Saturday, February 9, 2013

Albert



I did not predict the rolls of fur we brought home that summer would turn into a junkyard dog.  Holding him, eying his Rottweiler mom, I tried to mentally blur an adult Shar Pei with her massive chest and flat head.  The best I could come up with was something between a rhino and a gerbil.  Mama-dog lumped along gamely while humans scooped up her surprise pups, and I wondered if she knew we were a much better alternative to the pound.  At least, I hoped we were.  We had our own surprise pup, then nine months old, and a fairly embryonic vision of our family life.  I half pleaded with Paul, taken by the rolls of cuteness and worry that the pup’s breeding wouldn’t garner many offers, and he conceded and mentioned training him up to be my guard dog while he was on deployment. 
Albert, or “Fat Albert”, “Albert Einstein”, “Albus”, “Albie” or “Asshole”, grew in sync with my marriage, my babies and my heart.  I tried many times to figure him out as he growled and embarrassed one minute, then cuddled protectively around one of my kids the next.  He never got the hang of being around other dogs in public, spectacularly breaking my nose one night as I stooped to reengage his “training” collar while he strained toward a barking mutt across the street.  I figured out late in his life that he’d taken Paul’s missive to heart somehow, and was only able to relax when I was 100% in charge and staying calm, or when he was far from “his” property, off leash.  As soon as the leash came out, he was hell bent to show all of those other dogs and people that his mama was protected.  I am so grateful that nothing worse than some intimidated people sprang up from his bad habits.
I take responsibility for his behavior.  Parenting the two legged children, traveling, and my previous experience with submissive pet dogs served Albert a bum deal sometimes.  By the time I recognized he was dog aggressive, I was too broke and too scared of what he’d do to take classes.  Despite all of that, Albert loyally developed into a fantastic companion.  He is a house dog, sweet and friendly and extremely comical from the ends of his folded-napkin ears to his scimitar tail.  He pines for me when I leave, sometimes crying like a baby for days, and sometimes melting into a puddle, communicating with his caretakers only through eyebrow codes and deep sighs.  He has a special affinity for females, gazing adoringly at my mom and accepting all manner of necessary abuse at the hands of my cousin and her fellow vet techs over the years.  My daughters dressed him up, used him as a pony and paraded him up and down the street, completely relaxed in a way he never could be with me holding the leash.

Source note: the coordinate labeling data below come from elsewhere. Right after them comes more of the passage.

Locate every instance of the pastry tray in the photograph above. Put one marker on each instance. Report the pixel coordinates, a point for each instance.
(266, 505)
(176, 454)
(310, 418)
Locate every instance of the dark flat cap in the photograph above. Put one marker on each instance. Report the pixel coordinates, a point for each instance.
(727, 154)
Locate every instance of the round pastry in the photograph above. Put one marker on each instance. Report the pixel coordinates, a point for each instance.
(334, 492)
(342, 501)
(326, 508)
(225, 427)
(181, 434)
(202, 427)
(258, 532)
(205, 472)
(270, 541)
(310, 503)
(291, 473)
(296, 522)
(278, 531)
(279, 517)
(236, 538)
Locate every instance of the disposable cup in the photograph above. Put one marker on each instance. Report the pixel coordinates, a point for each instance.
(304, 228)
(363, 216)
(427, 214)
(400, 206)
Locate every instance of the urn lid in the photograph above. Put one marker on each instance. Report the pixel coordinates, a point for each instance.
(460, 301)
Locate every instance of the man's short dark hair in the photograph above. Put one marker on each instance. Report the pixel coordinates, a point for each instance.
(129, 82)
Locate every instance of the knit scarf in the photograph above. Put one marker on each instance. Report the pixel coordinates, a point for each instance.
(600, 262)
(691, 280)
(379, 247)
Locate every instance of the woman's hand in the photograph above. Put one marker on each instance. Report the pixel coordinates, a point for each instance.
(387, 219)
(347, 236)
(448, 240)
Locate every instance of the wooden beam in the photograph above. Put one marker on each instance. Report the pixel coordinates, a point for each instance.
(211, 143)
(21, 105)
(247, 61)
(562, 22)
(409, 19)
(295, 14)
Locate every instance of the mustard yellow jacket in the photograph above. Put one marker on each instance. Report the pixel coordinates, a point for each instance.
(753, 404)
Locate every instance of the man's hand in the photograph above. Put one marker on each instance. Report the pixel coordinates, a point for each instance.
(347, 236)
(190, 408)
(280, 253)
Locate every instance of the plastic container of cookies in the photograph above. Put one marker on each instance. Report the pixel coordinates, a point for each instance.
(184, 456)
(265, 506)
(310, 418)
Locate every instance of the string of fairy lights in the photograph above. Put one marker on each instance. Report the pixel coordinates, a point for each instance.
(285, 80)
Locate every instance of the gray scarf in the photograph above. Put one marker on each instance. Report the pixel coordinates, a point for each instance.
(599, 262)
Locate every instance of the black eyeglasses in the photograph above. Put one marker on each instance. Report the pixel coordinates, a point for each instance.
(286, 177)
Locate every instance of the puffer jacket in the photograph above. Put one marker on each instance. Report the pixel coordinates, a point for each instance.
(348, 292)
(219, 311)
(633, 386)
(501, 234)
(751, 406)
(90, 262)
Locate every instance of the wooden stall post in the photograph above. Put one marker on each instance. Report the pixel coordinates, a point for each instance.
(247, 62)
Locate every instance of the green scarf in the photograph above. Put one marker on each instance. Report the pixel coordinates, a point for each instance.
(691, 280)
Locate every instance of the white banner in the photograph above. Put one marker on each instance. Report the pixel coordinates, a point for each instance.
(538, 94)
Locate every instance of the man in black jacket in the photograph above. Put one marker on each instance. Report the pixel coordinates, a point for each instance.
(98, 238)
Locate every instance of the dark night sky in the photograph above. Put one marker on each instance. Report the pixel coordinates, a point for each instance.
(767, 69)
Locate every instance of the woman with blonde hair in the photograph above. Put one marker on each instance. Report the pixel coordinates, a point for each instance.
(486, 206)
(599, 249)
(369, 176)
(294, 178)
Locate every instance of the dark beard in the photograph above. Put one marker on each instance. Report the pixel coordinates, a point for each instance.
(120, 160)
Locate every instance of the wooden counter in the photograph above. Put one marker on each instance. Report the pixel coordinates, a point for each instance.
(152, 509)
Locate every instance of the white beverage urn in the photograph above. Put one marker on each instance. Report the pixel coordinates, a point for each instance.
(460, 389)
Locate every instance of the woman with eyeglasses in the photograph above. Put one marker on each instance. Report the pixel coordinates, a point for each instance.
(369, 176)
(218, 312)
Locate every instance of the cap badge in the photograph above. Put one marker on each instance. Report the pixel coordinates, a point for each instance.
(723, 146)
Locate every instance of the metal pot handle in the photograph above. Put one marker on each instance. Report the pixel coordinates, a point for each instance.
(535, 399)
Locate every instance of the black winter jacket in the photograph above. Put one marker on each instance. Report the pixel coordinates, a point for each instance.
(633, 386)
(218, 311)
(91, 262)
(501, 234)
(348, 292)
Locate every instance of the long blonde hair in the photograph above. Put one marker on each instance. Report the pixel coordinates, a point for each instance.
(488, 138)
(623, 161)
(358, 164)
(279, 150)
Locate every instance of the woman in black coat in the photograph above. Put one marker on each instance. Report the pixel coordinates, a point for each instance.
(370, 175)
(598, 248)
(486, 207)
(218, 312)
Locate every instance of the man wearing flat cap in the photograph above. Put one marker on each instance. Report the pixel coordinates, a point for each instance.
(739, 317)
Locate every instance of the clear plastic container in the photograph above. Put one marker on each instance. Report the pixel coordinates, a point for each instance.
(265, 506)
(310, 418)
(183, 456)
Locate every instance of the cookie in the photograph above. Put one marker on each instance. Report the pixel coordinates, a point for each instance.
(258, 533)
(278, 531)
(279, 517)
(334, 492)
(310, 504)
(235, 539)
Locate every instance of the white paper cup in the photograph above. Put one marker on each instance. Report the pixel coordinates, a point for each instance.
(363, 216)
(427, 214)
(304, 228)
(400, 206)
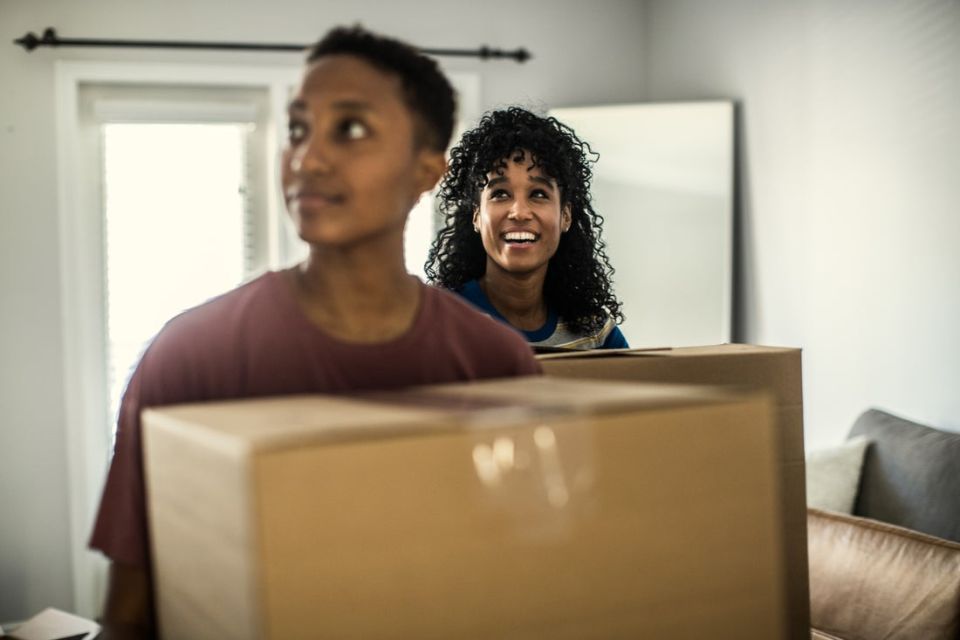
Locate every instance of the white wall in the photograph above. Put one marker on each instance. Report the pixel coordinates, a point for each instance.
(583, 53)
(850, 187)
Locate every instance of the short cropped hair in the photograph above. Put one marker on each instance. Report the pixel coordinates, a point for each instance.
(426, 90)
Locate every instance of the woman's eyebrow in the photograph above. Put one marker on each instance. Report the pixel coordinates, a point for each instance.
(543, 180)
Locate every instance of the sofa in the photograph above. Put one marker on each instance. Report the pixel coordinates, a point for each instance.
(890, 569)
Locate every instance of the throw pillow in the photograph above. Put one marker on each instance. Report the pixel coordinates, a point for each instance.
(833, 475)
(911, 475)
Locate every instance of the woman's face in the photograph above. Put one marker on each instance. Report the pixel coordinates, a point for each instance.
(520, 217)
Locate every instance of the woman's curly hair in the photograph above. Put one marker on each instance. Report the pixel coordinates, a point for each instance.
(578, 281)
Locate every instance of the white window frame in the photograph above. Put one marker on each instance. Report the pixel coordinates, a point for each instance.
(81, 268)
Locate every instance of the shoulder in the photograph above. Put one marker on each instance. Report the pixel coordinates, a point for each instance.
(608, 336)
(478, 334)
(227, 307)
(205, 343)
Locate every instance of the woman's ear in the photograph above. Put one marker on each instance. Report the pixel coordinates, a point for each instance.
(566, 218)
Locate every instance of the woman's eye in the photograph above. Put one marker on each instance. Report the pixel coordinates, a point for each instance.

Until now.  Here in Arizona, Albert rediscovered walking.  His arthritis is bad, so he eagerly does one park loop and hobbles back to bed while Paul, the kids and I cruise around a couple more times with Tilly.  Each time I pull on my tennis shoes, Albert’s eyebrows track me, and he shuffles himself into position near the door.  He is a perfect gentleman, smiling as his collar goes on, wriggling his now-twisted hips to show me that he’d gladly sit down to show his readiness if his body would only let him.  He follows me, glancing at the ever-present quail and rabbits, then back at me “Look, Mom, I am so content to just stay with you.”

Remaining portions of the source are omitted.